How stark the contrast then, as I alighted from the subway and picked up a voicemail on my phone to let me know that one of my Dibley folk had died suddenly.  Shock, numbness, helplessness and the fact that of course these are not, in the former way, 'my' people cut right through the warm fuzzies like knife.  A few phone calls later and I had done all I could - all I can - to respond.  This death was a shock for everyone, not one of the frail folk but one who only the day before had been out and about doing what he always did; one of those you sort of thought would go on for ever; one of those diamonds in the rough for whom you have a very soft spot (whilst simultaneously trying to repair the damage they cause along the way).

Tonight I am sharing in a service called 'Grieving and Gratitude', a kind of All Saints and All Souls space for people bereaved recently or long ago.  I never anticipated it being quite so significant in my calendar!  If you know Dibley, please hold them in your prayers, if you don't please think of those you know who live with the tension of gratitude for lives lived and grief of loved ones lost.

JBM RIP

 

31 October 2009

Being Made Welcome...

Last night I was formally welcomed to the BUS at Assembly at Queen's Park.  It was a special moment, one where your mouth insists on twitching into a smile even though you are probably meant to be sober and serious.  Standing on a platform with a group of other ex-pat BUGB ministers (and a few others) some now fully accredited BUS ministers being (in BUGB parlance) 'handshaked' and some retiring ministers was one of those moments when God's presence pierces the ordinary and allows us to glimpse something more wonderful.

Assembly has had (and will have today when I set off in a few minutes) all the same niggles it has 'down south' and is, for me, the same wonderfully whacky Baptist family that I love so much.  So they had 'that song' and David Coffey told 'that parrot joke' but I have also met lots of lovely people, been hugged by total strangers (partly because of what I represent) and made to feel very much at home.

The great cloud of witnesses will be unlike anything we may ever imagine, and way more wonderful, but as an Assembly-phile (albeit a slightly critical one) there are aspects of what I experienced this weekend would make it a great place to be.

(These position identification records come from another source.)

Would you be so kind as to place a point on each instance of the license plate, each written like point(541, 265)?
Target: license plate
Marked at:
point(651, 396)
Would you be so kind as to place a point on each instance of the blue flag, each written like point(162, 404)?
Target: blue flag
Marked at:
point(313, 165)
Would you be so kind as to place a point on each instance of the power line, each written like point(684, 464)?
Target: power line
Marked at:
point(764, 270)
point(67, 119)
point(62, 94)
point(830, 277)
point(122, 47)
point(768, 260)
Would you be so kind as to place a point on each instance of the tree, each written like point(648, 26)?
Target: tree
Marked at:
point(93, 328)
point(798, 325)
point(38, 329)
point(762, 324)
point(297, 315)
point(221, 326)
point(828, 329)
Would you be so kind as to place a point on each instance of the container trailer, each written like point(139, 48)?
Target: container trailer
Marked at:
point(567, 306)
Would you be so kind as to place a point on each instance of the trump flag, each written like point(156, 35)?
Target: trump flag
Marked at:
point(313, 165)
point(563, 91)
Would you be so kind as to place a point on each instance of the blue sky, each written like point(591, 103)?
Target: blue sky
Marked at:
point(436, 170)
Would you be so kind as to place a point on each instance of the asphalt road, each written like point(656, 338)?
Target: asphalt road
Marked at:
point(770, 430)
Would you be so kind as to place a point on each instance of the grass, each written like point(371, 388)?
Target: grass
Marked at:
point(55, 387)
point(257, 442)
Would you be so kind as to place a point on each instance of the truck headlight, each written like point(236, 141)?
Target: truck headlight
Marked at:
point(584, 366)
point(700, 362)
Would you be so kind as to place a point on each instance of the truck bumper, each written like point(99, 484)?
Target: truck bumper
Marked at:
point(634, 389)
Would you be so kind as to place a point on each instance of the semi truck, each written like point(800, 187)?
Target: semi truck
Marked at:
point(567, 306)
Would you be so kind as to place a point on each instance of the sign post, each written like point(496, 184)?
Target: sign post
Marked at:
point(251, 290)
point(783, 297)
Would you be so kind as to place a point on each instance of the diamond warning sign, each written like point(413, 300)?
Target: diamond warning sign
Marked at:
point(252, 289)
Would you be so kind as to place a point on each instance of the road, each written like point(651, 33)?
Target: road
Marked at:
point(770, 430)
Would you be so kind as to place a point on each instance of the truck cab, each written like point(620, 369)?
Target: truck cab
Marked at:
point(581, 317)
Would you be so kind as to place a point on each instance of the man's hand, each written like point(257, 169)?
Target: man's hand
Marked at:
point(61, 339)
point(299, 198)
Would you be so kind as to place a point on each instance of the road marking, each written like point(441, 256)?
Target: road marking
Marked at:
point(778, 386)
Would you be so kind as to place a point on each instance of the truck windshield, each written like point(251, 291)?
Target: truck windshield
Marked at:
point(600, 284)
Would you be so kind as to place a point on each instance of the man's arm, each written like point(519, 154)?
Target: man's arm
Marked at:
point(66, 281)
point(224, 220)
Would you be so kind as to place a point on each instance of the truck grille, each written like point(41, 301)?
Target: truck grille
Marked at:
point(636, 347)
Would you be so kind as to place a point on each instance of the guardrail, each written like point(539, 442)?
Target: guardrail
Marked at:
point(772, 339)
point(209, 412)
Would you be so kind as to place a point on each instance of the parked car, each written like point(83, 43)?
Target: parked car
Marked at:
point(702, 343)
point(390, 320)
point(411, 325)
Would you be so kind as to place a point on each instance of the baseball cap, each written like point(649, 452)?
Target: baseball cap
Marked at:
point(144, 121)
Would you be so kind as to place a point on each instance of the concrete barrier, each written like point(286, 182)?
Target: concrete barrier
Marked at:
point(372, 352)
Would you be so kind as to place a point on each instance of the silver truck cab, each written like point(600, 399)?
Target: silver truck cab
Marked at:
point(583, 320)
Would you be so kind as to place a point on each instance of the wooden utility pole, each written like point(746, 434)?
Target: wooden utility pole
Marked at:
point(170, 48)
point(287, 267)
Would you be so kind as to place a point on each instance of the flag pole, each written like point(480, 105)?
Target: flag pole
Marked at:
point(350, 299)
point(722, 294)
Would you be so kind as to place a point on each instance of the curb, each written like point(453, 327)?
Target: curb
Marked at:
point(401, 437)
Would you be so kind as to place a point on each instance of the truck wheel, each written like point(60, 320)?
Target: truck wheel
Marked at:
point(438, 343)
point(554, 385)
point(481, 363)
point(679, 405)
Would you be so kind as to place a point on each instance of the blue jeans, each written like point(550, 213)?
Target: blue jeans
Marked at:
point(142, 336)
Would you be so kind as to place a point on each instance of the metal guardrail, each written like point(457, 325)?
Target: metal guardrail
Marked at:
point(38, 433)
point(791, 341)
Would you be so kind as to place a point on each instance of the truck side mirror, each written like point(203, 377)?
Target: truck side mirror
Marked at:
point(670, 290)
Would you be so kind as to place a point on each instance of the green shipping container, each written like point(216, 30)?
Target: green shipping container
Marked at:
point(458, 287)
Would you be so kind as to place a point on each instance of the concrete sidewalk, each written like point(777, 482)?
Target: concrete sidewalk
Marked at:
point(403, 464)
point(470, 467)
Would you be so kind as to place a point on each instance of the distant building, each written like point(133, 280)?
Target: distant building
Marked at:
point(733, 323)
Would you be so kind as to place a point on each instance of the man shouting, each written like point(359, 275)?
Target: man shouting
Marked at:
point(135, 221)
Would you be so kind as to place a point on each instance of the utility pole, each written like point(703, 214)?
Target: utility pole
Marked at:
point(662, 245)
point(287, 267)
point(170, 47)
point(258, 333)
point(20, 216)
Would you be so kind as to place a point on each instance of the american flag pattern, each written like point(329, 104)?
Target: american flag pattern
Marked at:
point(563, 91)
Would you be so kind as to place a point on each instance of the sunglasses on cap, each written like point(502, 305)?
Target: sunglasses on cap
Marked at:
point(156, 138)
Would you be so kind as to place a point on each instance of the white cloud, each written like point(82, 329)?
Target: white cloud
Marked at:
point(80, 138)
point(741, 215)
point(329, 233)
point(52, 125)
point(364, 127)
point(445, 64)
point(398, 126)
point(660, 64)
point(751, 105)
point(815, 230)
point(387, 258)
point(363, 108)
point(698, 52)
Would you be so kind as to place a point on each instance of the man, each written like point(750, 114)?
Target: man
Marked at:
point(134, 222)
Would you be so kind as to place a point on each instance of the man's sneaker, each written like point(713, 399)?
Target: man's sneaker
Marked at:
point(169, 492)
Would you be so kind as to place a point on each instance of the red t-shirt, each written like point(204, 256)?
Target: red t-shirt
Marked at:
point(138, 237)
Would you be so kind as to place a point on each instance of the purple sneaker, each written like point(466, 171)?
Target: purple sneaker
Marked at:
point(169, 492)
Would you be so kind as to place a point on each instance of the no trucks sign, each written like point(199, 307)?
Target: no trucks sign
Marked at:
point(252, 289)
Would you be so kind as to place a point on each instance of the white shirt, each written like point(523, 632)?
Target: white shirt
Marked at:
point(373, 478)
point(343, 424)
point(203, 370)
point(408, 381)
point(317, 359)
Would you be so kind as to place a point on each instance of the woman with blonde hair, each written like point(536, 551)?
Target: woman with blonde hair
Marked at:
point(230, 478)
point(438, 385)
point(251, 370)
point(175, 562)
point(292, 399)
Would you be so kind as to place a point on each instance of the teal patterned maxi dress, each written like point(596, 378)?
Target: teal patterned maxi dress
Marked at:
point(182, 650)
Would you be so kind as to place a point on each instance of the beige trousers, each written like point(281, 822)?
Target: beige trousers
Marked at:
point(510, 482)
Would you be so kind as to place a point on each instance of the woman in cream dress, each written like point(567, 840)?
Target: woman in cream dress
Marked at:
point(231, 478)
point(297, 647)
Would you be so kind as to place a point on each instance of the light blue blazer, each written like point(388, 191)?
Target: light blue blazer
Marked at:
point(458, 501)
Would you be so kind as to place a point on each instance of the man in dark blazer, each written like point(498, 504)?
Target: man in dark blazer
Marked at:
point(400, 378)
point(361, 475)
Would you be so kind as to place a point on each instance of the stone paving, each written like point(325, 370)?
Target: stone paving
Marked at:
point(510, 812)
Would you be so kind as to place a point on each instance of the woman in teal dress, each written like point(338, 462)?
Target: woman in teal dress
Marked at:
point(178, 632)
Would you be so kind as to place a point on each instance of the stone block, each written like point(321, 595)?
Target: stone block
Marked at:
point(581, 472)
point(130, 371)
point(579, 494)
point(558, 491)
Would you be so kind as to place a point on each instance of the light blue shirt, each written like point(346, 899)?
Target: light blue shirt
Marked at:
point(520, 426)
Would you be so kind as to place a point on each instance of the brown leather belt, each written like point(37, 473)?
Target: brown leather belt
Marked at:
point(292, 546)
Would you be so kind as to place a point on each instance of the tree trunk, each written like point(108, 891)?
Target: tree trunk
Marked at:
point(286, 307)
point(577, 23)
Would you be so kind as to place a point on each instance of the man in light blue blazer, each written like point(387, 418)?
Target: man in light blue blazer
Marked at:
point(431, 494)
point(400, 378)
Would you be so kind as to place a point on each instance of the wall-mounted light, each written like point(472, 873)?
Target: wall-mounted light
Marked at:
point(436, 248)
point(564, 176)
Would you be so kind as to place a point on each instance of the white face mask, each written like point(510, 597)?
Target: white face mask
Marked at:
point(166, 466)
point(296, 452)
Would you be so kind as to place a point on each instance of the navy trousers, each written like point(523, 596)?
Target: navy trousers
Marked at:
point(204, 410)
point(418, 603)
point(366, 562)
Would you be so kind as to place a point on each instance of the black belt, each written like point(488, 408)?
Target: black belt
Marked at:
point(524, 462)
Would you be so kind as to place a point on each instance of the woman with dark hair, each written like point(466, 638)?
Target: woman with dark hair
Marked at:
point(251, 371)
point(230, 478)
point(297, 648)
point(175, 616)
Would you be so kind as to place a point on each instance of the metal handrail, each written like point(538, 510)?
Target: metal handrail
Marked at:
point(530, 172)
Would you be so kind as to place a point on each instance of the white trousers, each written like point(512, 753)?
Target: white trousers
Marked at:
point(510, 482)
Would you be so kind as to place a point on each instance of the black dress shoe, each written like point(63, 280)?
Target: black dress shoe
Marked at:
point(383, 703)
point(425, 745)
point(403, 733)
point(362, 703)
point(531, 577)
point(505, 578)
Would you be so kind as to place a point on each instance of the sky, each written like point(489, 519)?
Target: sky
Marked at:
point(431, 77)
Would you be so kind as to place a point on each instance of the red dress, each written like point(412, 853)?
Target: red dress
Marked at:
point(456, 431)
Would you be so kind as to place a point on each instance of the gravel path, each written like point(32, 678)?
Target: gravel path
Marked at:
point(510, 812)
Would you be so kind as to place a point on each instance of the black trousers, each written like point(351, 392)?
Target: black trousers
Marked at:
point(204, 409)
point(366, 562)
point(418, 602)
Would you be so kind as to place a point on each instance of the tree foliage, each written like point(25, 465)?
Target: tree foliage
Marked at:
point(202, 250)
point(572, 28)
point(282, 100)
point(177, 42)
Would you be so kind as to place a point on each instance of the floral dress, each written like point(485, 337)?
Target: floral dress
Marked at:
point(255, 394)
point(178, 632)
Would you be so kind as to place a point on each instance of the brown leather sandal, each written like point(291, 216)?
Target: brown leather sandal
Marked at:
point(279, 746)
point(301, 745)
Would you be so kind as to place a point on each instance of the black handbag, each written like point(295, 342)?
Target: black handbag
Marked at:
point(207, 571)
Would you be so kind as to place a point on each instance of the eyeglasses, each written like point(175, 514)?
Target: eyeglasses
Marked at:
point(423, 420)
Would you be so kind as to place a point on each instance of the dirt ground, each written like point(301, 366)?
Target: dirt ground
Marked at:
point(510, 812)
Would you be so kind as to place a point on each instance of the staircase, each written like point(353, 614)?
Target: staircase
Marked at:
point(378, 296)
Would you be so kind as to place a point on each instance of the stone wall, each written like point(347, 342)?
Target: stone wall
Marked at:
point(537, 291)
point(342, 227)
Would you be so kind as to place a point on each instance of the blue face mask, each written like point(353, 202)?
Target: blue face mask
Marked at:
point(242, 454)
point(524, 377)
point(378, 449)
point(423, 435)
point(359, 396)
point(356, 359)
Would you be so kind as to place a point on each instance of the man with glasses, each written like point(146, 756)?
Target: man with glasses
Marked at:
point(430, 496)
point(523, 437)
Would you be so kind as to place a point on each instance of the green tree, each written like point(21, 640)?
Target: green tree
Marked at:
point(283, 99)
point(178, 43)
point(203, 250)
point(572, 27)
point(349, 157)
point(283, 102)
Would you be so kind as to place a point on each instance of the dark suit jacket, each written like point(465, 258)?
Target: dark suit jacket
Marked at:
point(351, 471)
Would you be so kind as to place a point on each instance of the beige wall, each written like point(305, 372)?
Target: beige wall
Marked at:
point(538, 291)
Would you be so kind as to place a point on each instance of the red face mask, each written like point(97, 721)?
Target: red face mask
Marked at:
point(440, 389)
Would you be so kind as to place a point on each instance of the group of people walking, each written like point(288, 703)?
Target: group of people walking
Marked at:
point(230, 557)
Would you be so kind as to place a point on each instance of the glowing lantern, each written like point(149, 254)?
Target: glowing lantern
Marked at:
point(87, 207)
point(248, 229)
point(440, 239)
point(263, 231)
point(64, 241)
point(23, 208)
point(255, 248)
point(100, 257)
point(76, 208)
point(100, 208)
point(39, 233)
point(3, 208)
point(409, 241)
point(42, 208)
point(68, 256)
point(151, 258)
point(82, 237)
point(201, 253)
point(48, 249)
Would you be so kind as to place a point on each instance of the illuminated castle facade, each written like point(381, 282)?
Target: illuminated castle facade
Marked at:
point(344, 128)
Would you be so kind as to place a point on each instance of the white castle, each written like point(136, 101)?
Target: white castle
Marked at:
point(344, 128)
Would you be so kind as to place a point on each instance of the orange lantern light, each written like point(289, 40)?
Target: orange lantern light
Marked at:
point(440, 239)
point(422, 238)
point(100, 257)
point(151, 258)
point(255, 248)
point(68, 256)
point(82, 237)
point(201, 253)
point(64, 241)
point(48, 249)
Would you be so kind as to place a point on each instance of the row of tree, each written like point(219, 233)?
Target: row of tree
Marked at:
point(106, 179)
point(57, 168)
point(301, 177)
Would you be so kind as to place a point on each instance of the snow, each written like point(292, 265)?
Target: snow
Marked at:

More reflections to follow in due course.

In the meantime...

Behold I go, riding on the train,

Off to Queen's Park to join the happy throng

Having fun at Baptist Assembly

With new friends who all love God.

 

(Now that is a MUCH better version! ;-) )

 

28 October 2009

Sermons Behaving Badly

This week I am struggling to wrestle my sermon into submission!  I know the things I want to share but each time I try to turn the thoughts into words they gum up and what emerges from my typing is unsatisfying.  Yesterday, which was 'officially' renamed Monday because Monday had acted as Tuesday, I found the reasons beginning to clarify in my mind - the subject matter (worship, or more specifically 'being worshippers') is one that is at once so obvious that we shouldn't need to talk about it, so complicated that we can always spend time usefully reflecting upon it and so contentious that talking about it is dangerous.  So now, finally, I have the openning for what I want to say, can name and move on from the unhelpful things fairly swiftly and move on to the ideas I want to explore, which I am linking with parts of Deuteronomy 6 and Acts 2.  I suspect that when my sermons behave badly it is because I need to think a bit harder, to wrestle a little more rather than settle for something that is easy to write and so falls short of what honours God... which is suitably ironic in a sermon on worship, the very act of saying to God 'you're worth it.'

Anyway, time is against me, so write it I must.